Hodges, who also directed Get Carter and The Long Good Friday, died, aged 90 on Saturday (17 December),
The news was announced by Mike Kaplan, Hodges’ longtime friend who produced his film I’ll Sleep When I’m Dead in 2003.
Blessed appeared on BBC Radio 4’s World At One programme, where he said Hodges had “a very powerful personality and a joyful, cheerful, brilliant imagination”.
He said that 1980’s Flash Gordon is “the only film, apart from Henry V with Kenneth Branagh, that I raced to the studio to start filming”.
Blessed, 86, described the filmmaker as having “a brilliant imagination”, adding: “His direction – mind-blowing. Great manner, great perception. The film was a breath of fresh air.”
A quintessential product of the era, Flash Gordon was a box-office success in the UK and subsequently developed a substantial cult following all around the world.

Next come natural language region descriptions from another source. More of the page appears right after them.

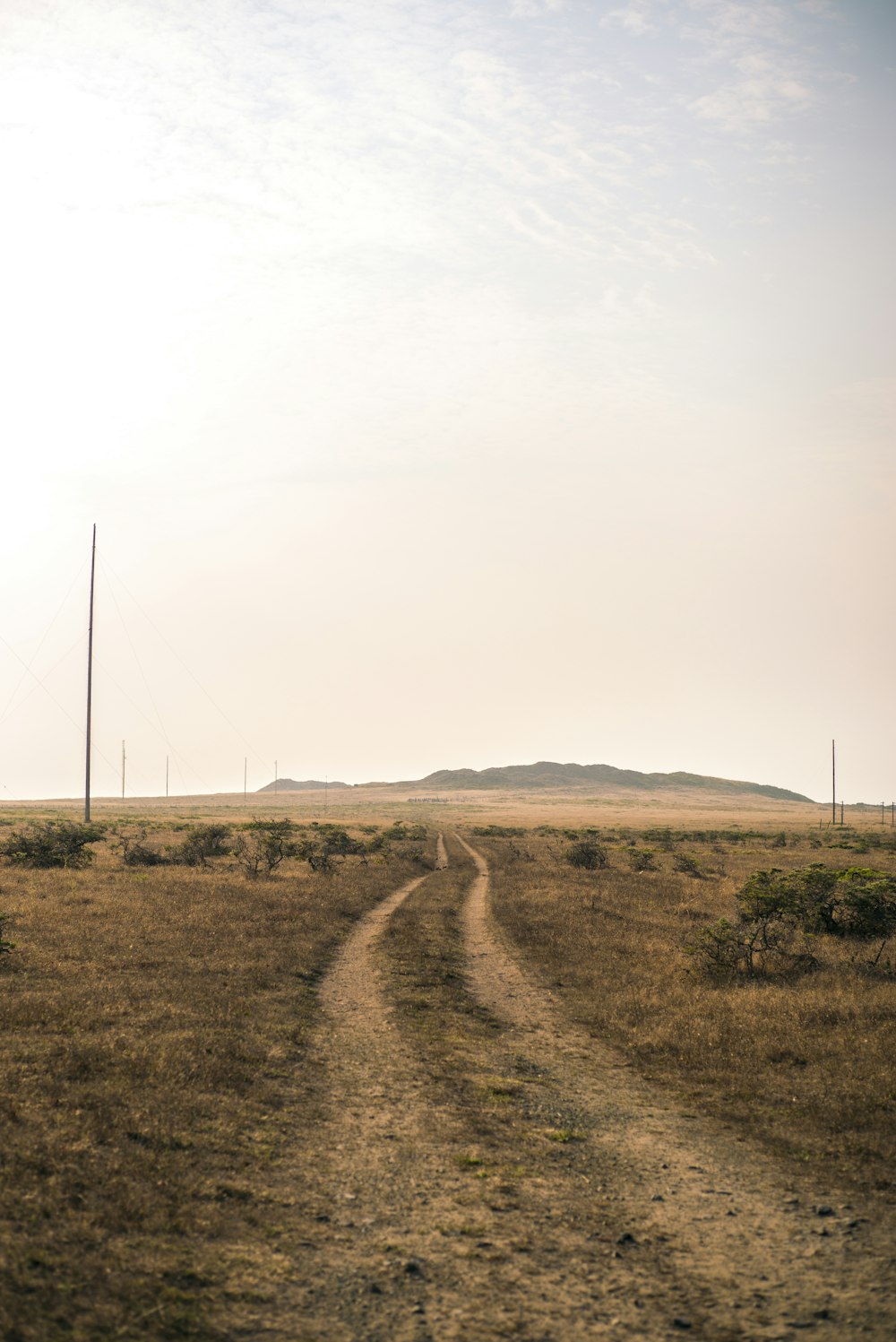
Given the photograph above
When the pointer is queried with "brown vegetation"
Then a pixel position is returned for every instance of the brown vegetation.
(153, 1024)
(806, 1063)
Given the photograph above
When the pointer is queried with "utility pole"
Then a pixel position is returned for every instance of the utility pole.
(90, 670)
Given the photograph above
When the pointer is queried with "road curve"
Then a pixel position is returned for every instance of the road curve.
(766, 1261)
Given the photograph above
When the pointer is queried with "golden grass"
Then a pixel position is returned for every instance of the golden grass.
(807, 1066)
(153, 1026)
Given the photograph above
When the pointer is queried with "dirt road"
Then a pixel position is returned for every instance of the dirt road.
(596, 1209)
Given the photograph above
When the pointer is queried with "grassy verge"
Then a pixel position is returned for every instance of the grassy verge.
(153, 1024)
(807, 1064)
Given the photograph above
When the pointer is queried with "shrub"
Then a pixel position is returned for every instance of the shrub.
(202, 843)
(134, 853)
(329, 843)
(586, 853)
(777, 910)
(56, 843)
(264, 844)
(856, 902)
(642, 859)
(750, 949)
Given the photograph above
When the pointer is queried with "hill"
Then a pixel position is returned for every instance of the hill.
(547, 775)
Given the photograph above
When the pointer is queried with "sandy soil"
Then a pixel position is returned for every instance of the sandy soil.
(766, 1256)
(642, 1223)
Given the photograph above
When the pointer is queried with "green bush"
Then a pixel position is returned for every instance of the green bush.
(586, 853)
(753, 949)
(779, 910)
(264, 844)
(56, 843)
(202, 843)
(328, 843)
(642, 859)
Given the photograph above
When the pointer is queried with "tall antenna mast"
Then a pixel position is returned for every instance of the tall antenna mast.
(90, 671)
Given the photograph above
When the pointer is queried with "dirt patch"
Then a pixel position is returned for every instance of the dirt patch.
(768, 1255)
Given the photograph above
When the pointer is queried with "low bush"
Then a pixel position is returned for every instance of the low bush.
(202, 843)
(54, 843)
(780, 910)
(264, 844)
(642, 859)
(329, 844)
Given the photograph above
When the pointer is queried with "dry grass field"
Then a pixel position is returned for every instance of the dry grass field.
(153, 1024)
(807, 1064)
(154, 1078)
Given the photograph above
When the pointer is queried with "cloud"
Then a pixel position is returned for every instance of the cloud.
(534, 8)
(632, 19)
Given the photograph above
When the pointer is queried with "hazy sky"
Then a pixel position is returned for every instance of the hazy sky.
(451, 384)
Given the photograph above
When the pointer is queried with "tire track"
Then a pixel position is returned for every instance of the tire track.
(765, 1261)
(410, 1242)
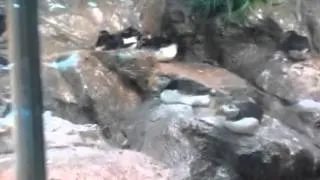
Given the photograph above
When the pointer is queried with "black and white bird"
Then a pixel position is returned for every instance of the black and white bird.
(127, 38)
(188, 86)
(248, 109)
(166, 48)
(296, 46)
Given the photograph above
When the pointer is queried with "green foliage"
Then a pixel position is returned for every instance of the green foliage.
(230, 7)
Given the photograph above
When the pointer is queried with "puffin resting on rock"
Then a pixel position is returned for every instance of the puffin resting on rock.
(164, 48)
(241, 118)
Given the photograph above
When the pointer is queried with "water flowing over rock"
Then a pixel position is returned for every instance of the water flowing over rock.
(123, 118)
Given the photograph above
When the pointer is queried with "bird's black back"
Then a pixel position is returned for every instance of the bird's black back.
(249, 109)
(154, 42)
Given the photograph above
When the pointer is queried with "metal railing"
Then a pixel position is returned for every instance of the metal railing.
(26, 89)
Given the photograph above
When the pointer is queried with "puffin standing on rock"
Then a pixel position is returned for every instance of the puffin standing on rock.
(240, 117)
(165, 49)
(124, 39)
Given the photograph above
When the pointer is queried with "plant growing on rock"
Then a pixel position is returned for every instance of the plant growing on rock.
(209, 8)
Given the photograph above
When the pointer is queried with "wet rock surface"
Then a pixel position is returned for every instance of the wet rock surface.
(168, 133)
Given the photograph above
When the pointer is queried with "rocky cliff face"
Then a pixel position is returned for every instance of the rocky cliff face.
(186, 135)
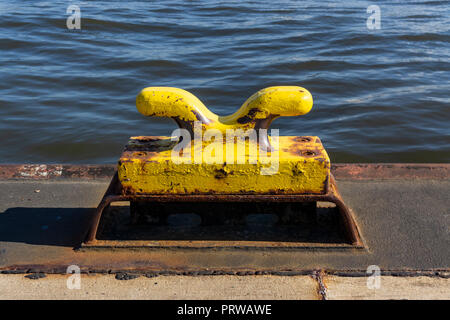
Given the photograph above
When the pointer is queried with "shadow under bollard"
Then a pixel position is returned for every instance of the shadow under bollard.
(45, 226)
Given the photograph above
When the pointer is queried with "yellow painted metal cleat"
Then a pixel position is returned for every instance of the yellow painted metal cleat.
(224, 154)
(222, 168)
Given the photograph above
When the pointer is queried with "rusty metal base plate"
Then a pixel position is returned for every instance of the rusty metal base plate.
(304, 221)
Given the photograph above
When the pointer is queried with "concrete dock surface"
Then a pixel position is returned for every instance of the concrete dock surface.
(402, 212)
(264, 287)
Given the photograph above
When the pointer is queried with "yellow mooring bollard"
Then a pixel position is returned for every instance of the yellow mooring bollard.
(224, 158)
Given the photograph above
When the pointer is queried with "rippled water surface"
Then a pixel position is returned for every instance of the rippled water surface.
(68, 96)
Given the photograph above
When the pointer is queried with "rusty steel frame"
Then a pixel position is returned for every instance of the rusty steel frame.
(115, 193)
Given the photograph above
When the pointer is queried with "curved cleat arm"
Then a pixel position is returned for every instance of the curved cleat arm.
(256, 113)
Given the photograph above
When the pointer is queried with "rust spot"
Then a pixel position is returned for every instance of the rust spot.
(248, 117)
(220, 174)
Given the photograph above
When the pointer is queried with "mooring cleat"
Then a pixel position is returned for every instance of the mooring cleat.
(288, 165)
(214, 159)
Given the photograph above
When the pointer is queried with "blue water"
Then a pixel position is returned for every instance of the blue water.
(68, 96)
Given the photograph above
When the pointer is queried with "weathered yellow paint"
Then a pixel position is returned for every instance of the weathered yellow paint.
(147, 165)
(268, 103)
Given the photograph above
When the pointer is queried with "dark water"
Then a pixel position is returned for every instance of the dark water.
(68, 96)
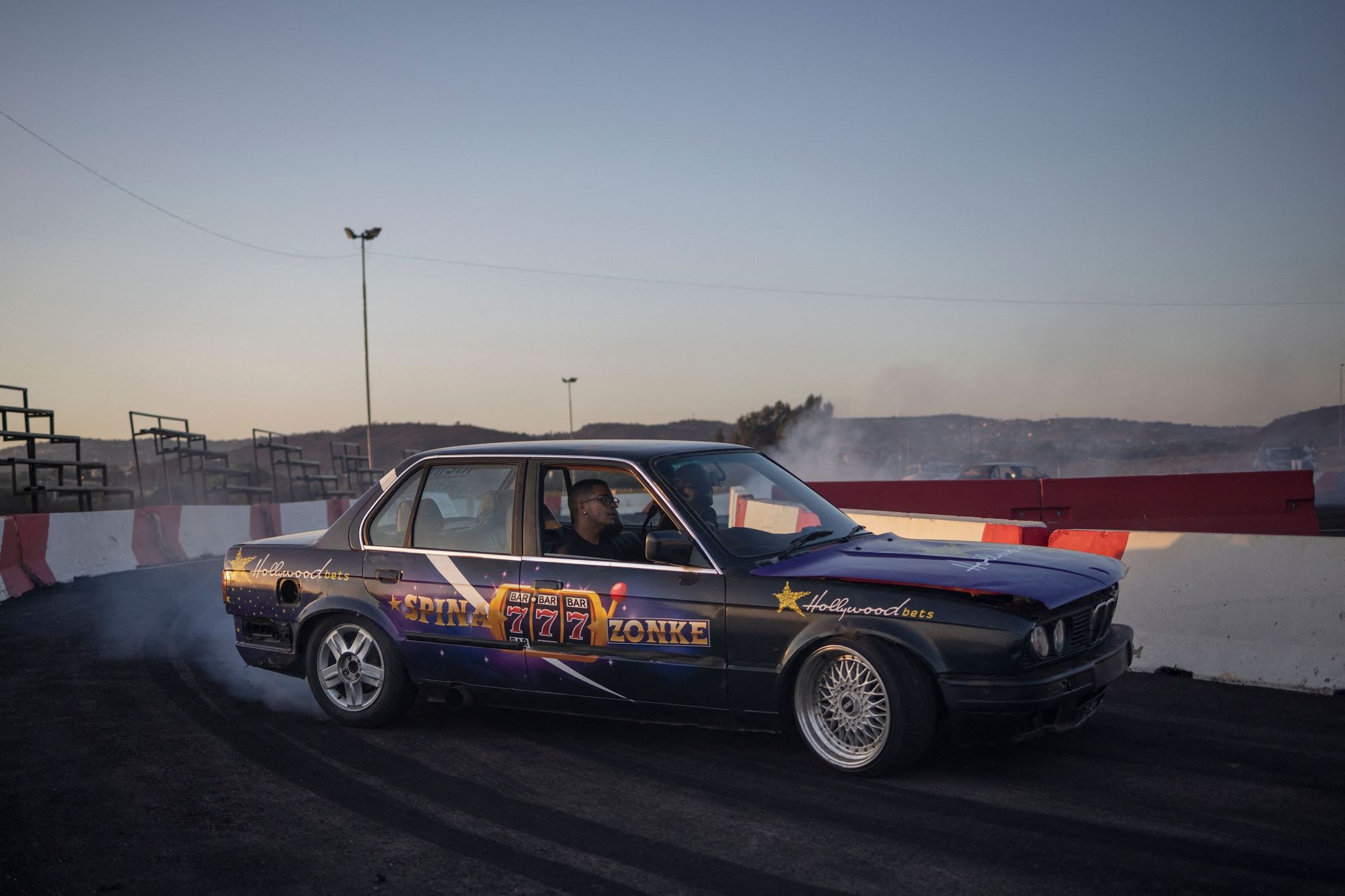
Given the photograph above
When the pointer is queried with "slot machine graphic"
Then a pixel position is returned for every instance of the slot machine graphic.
(541, 616)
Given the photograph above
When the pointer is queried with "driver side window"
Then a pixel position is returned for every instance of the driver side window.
(634, 513)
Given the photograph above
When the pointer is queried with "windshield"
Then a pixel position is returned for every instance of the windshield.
(750, 503)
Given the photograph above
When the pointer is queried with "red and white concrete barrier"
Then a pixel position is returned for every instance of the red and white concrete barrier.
(927, 528)
(1257, 610)
(14, 577)
(45, 549)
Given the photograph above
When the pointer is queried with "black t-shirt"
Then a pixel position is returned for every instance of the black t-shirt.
(571, 542)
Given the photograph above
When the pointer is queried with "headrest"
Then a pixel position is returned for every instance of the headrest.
(496, 506)
(430, 514)
(549, 521)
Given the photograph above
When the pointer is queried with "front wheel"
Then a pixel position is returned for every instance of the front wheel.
(864, 706)
(356, 673)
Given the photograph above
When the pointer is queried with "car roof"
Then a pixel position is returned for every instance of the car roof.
(619, 448)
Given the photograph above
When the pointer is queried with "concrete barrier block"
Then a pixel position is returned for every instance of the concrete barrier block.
(1258, 610)
(209, 532)
(14, 579)
(91, 544)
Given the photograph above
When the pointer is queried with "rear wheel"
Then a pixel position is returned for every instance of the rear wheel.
(356, 673)
(864, 706)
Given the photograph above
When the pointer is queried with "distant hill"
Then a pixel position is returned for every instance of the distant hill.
(833, 448)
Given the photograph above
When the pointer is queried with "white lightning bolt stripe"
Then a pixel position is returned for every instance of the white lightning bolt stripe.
(587, 681)
(455, 577)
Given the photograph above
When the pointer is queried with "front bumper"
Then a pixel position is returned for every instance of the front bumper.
(1035, 702)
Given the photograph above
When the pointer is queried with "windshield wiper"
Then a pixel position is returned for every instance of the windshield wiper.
(802, 540)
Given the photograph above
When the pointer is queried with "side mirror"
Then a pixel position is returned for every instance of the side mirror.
(668, 548)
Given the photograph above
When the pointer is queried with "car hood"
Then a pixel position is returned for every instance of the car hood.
(1047, 575)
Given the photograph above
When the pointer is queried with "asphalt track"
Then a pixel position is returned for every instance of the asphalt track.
(139, 755)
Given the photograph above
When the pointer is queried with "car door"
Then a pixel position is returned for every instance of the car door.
(440, 555)
(626, 630)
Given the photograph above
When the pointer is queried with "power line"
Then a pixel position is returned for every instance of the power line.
(832, 294)
(157, 208)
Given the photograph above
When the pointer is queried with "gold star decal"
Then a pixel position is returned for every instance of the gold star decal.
(790, 599)
(239, 563)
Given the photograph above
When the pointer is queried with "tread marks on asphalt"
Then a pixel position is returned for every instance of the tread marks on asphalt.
(270, 749)
(544, 822)
(939, 822)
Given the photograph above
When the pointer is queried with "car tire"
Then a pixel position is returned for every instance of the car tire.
(864, 706)
(356, 671)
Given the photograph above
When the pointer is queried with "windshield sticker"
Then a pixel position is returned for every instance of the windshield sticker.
(790, 598)
(843, 606)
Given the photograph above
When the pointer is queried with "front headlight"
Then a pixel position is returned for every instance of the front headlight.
(1040, 642)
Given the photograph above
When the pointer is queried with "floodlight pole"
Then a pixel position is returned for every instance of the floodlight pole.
(570, 392)
(364, 291)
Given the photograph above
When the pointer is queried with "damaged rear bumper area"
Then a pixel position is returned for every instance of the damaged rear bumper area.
(1019, 706)
(268, 643)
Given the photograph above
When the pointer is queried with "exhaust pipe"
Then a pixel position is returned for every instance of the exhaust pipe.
(458, 697)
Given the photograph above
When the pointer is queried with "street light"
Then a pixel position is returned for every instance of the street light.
(570, 392)
(364, 290)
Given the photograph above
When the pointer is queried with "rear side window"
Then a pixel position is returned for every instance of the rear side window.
(391, 525)
(467, 507)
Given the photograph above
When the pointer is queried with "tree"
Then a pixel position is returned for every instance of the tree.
(769, 425)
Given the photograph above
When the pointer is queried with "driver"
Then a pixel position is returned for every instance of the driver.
(597, 528)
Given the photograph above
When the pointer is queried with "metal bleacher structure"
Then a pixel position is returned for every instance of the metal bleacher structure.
(290, 466)
(79, 478)
(352, 464)
(189, 459)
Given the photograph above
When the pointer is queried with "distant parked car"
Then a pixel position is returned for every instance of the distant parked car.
(1003, 470)
(1295, 458)
(933, 470)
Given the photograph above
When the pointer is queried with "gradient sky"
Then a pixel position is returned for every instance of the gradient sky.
(1075, 153)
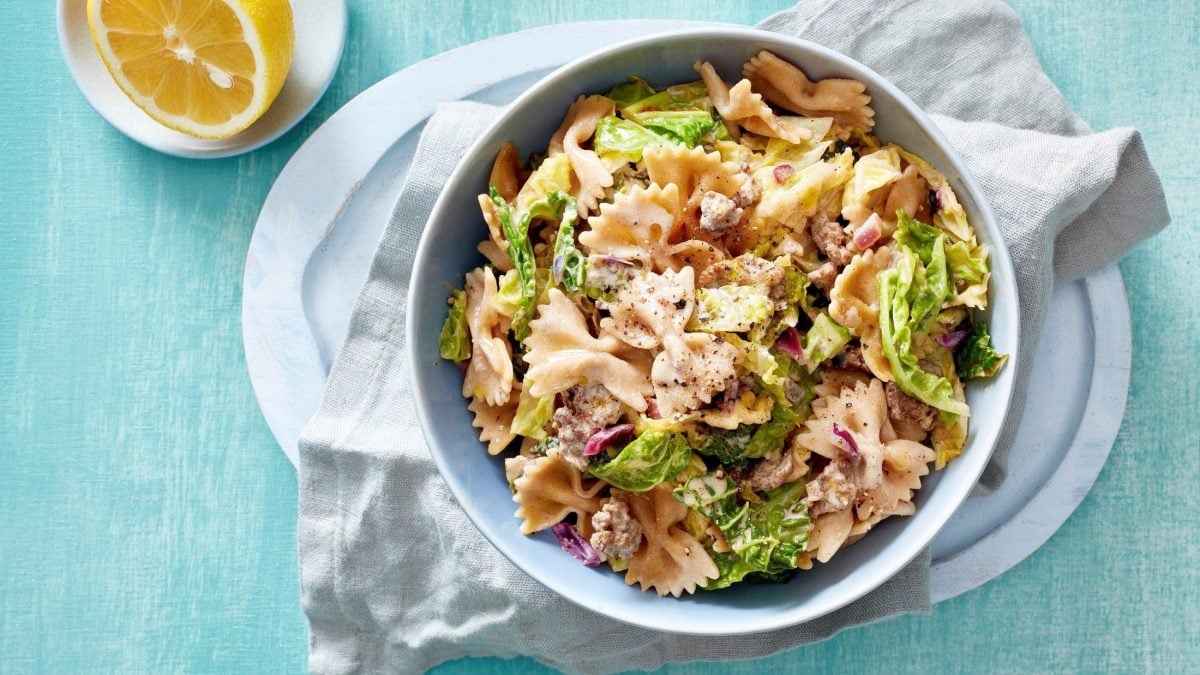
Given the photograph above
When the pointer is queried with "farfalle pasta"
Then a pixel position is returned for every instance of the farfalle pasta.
(720, 332)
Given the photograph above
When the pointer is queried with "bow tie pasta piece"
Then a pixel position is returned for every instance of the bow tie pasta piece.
(881, 481)
(670, 560)
(637, 226)
(651, 305)
(787, 87)
(563, 353)
(577, 127)
(495, 423)
(829, 532)
(693, 171)
(742, 106)
(490, 371)
(549, 490)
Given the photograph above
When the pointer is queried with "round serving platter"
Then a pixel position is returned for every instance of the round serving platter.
(317, 232)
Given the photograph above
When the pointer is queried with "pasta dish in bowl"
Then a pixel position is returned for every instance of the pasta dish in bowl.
(719, 326)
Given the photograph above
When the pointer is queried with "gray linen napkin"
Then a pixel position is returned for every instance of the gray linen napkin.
(395, 578)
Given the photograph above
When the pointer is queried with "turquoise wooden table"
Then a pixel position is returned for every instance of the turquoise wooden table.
(148, 519)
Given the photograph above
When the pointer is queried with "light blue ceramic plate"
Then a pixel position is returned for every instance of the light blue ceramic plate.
(448, 250)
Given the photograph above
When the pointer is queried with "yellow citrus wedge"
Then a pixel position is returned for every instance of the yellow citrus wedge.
(205, 67)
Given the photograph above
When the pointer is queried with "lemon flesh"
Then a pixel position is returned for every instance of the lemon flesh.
(205, 67)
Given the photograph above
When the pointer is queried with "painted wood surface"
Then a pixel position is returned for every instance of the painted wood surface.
(148, 520)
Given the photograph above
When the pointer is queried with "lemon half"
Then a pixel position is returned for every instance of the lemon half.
(205, 67)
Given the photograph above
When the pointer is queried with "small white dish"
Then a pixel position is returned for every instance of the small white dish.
(321, 35)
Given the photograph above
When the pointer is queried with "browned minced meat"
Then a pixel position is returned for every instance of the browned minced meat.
(617, 533)
(718, 213)
(772, 472)
(823, 276)
(904, 407)
(852, 358)
(831, 240)
(744, 270)
(585, 411)
(831, 490)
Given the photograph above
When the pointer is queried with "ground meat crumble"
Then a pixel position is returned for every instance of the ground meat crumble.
(832, 240)
(586, 410)
(904, 407)
(617, 533)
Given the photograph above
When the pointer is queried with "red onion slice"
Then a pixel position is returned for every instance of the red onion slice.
(869, 233)
(730, 398)
(574, 543)
(845, 441)
(605, 438)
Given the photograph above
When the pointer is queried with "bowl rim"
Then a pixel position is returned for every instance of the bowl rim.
(904, 549)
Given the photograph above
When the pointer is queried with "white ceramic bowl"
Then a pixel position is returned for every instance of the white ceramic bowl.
(448, 250)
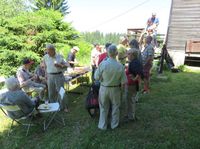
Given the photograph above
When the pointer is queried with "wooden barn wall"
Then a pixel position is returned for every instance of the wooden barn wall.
(184, 24)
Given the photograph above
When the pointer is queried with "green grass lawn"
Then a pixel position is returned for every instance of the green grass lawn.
(169, 118)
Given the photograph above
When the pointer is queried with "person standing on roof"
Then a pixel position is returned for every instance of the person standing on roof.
(152, 26)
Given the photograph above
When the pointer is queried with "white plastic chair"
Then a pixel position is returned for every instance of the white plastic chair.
(53, 109)
(15, 108)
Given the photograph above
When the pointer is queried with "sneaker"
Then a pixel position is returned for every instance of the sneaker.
(145, 91)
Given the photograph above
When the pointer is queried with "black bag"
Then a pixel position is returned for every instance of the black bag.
(92, 103)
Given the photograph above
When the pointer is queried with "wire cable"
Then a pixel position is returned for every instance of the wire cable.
(117, 16)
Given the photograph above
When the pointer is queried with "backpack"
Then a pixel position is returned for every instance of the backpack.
(92, 103)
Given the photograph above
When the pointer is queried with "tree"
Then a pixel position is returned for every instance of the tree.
(27, 34)
(61, 5)
(11, 8)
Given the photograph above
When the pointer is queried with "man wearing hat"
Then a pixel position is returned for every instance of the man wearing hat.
(71, 58)
(27, 80)
(55, 65)
(112, 77)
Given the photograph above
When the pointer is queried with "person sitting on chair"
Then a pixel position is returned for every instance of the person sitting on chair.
(15, 96)
(27, 80)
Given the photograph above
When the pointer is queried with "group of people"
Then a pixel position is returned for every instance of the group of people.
(116, 78)
(48, 78)
(120, 79)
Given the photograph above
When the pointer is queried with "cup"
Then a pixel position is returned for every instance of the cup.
(46, 102)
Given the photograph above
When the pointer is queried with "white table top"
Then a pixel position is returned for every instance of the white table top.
(53, 107)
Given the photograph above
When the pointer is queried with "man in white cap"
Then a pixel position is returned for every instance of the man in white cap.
(112, 77)
(71, 58)
(151, 29)
(54, 67)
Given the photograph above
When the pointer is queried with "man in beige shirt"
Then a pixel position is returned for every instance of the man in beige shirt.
(112, 77)
(54, 66)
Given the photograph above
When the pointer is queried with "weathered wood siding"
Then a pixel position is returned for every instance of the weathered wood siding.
(184, 24)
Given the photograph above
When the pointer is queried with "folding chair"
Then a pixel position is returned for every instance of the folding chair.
(53, 109)
(14, 108)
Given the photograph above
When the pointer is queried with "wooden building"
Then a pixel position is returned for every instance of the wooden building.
(183, 35)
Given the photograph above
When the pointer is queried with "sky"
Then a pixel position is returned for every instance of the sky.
(116, 15)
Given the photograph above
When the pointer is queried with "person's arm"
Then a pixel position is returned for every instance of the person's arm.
(22, 80)
(62, 64)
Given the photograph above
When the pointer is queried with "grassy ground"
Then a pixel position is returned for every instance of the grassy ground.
(169, 118)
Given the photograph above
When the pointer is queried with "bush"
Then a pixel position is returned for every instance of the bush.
(27, 34)
(11, 60)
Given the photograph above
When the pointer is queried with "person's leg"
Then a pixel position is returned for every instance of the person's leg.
(59, 81)
(51, 88)
(93, 71)
(131, 102)
(104, 108)
(114, 95)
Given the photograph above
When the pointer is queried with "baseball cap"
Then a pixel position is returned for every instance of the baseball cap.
(76, 48)
(27, 61)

Hodges’ directorial debut, Get Carter, was released in 1971 and starred another of his close friends, Sir Michael Caine.
Shot on location in the north east of England, the hyper-violent film features Caine as wheeler-dealer Jack who travels to Newcastle-upon-Tyne to hunt down the men responsible for killing his brother.
The film received a limited theatrical re-release in May this year.
Hodges again found acclaim with his 2003 effort Croupier, which starred Clive Owen in his breakout role as an aspiring writer who takes a job as a dealer at a gambling den.
The British Film Institute (BFI) paid tribute to Hodges as “versatile, yet with a unique style”.
“Hodges was an actor’s director whose warmth and generosity were legendary,” the BFI Twitter account wrote.
Sharing a picture of him on set filming Flash Gordon online StudioCanal described him as a “one of a kind director, screenwriter, playwright and novelist”.
“We’re deeply saddened by the news of Mike Hodges’ passing,” the company wrote.